In order to assess the dynamic change of HEV-associated renal injury, we established HEV3-infected (group A) and HEV4-infected (group B) rabbit models. Group C was set up as a negative control. The kidney function indicator serum Cr concentrations were monitored weekly. The rabbits in the three groups were euthanized for necropsy at the acute phase (4 or 5 wpi) and at the recovery phase (when fecal HEV RNA was negative). One rabbit in group A developed chronic HEV infection and was monitored until 32 wpi.

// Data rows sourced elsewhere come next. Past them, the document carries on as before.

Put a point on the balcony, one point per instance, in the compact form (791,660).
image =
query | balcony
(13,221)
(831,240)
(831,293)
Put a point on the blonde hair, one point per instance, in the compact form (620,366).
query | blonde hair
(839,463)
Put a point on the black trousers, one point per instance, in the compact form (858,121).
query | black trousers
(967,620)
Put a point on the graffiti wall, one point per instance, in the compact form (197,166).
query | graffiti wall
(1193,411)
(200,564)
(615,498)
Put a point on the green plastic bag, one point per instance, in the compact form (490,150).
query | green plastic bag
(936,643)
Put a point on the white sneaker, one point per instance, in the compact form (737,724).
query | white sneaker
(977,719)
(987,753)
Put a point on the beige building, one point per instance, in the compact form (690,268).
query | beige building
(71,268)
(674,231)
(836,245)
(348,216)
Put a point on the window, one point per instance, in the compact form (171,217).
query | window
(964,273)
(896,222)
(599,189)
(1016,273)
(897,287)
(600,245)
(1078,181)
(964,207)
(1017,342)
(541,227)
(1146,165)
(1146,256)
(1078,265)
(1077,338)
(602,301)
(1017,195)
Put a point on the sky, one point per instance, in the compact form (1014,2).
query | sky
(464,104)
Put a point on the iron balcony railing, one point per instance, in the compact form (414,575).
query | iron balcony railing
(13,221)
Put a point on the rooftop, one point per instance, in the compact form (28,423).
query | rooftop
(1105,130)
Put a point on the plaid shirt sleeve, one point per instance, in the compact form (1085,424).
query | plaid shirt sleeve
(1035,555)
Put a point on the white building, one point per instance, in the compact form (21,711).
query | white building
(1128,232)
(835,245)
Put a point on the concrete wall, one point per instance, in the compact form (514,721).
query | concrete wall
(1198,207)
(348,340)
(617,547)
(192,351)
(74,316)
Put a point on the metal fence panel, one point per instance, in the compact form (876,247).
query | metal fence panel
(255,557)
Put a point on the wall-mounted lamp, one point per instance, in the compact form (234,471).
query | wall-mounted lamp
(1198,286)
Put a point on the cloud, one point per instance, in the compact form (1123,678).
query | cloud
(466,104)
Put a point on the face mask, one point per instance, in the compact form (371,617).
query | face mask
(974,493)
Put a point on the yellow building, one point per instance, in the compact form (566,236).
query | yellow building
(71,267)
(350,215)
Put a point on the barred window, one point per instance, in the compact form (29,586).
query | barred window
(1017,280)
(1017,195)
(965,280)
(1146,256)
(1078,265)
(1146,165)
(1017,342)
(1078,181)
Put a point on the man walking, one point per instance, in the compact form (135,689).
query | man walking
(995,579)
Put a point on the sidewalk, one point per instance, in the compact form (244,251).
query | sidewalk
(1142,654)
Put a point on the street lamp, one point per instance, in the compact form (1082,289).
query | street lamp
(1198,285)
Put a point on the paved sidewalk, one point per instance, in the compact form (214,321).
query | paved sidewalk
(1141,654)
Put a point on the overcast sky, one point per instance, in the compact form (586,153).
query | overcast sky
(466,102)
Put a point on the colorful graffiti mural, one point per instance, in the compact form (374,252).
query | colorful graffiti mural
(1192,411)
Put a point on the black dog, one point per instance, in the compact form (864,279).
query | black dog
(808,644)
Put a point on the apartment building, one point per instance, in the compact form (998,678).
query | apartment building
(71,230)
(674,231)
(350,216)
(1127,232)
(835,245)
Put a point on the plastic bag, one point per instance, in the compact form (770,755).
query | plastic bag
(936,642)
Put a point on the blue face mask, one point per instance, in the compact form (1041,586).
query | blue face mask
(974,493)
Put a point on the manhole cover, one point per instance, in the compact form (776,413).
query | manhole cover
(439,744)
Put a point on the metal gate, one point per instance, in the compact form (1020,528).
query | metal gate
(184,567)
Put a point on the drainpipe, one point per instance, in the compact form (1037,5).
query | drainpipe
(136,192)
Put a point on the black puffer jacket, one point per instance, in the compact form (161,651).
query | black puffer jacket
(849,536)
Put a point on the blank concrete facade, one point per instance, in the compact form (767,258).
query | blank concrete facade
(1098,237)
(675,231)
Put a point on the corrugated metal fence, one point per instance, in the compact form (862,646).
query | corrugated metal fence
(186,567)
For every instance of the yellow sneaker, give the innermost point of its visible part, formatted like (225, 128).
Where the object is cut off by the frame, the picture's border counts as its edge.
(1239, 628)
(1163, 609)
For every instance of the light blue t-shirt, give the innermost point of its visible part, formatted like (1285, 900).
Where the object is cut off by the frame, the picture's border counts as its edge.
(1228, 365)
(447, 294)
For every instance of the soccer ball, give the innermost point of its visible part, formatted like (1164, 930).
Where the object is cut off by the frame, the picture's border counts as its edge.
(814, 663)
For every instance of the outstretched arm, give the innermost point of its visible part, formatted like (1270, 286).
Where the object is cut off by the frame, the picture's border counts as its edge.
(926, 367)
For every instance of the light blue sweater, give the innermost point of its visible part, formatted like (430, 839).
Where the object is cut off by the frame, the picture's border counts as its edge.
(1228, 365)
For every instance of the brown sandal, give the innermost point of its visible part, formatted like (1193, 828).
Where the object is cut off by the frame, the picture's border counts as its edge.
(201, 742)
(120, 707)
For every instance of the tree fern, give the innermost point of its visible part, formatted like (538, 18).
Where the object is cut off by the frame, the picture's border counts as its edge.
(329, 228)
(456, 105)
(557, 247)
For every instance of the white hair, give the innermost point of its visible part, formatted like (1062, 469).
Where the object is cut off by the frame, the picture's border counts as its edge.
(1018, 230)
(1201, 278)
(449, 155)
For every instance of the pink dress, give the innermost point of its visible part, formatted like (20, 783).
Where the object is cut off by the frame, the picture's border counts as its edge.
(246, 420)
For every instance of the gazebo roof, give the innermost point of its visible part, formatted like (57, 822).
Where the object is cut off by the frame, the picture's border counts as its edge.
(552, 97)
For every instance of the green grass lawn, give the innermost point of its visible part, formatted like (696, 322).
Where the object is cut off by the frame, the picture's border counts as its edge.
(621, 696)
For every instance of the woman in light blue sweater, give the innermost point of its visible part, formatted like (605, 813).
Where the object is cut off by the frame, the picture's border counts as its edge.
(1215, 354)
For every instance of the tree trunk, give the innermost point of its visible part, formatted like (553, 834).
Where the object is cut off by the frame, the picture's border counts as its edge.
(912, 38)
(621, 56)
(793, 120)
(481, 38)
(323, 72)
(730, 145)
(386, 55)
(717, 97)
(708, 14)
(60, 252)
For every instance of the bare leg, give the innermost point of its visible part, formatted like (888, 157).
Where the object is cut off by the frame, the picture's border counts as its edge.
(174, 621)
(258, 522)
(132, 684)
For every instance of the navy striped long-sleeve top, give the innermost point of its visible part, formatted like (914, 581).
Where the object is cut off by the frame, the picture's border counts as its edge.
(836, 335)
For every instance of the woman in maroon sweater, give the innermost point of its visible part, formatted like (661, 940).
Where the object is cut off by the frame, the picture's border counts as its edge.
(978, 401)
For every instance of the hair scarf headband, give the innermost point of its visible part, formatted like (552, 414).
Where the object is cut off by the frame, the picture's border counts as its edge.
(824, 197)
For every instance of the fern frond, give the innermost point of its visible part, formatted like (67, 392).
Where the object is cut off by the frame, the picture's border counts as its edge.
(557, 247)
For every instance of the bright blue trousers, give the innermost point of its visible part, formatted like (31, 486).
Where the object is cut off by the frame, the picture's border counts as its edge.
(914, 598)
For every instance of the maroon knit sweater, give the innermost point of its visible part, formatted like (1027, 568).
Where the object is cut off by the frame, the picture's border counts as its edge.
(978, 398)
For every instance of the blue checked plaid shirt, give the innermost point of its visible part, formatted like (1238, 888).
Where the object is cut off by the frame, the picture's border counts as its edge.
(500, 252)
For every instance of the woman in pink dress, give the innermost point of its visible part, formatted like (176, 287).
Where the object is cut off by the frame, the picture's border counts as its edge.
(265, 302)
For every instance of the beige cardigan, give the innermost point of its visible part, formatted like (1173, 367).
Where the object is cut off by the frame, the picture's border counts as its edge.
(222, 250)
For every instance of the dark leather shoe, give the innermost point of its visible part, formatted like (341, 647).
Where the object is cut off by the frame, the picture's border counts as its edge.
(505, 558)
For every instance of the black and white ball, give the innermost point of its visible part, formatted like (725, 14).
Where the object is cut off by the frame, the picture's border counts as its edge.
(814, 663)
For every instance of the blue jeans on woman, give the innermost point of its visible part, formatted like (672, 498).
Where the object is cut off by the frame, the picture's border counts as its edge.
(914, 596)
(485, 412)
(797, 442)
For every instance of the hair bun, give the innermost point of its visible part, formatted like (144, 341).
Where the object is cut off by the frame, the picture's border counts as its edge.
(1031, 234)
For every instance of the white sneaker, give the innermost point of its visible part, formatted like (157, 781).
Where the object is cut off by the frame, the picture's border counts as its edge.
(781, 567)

The levels of ALT and Cr had a transient increase and reached the peak at 4 wpi in rabbits with acute infection in group A. In group B rabbits, no obvious increase of ALT level was observed, while the Cr level had a slight increase at 5 wpi (Figure 1A). In the rabbit with chronic HEV infection, the ALT and Cr concentrations peaked at 24 and 28 wpi, respectively, both exceeding more than twofold above their baseline values (Figure 1B). The Cr level of almost all infected rabbits changed synchronously with the ALT level and returned to the baseline level when the infection was cleared. The rabbits in both groups A and B were seroconverted for anti-HEV antibodies. The rabbits in control group C had normal ALT and Cr levels and remained negative for HEV RNA and anti-HEV antibodies throughout this investigation.

Figure 1

Figure 1. Dynamics of liver and kidney function in the HEV-infected rabbit model. (A) Serum creatinine (Cr) and alanine aminotransferase (ATL) of rabbits with virus spontaneous clearance in group A and B inoculated with rabbit HEV3 (HEV-3ra) and HEV4, respectively. (B) Serum Cr and ATL concentrations and detection of HEV RNA of the rabbit which had chronic HEV-3ra infection for over 6 months and was euthanized at 32 weeks post-infection in group (A, C) Viral loads in liver and kidney tissues of rabbits at the acute and recovery phases of HEV-3ra. (D) Viral loads in the liver and kidney tissues of rabbits at the acute and recovery phases of HEV4 infection. Data are means ± SD. *P < 0.05; ***P < 0.001; n.s., not significant.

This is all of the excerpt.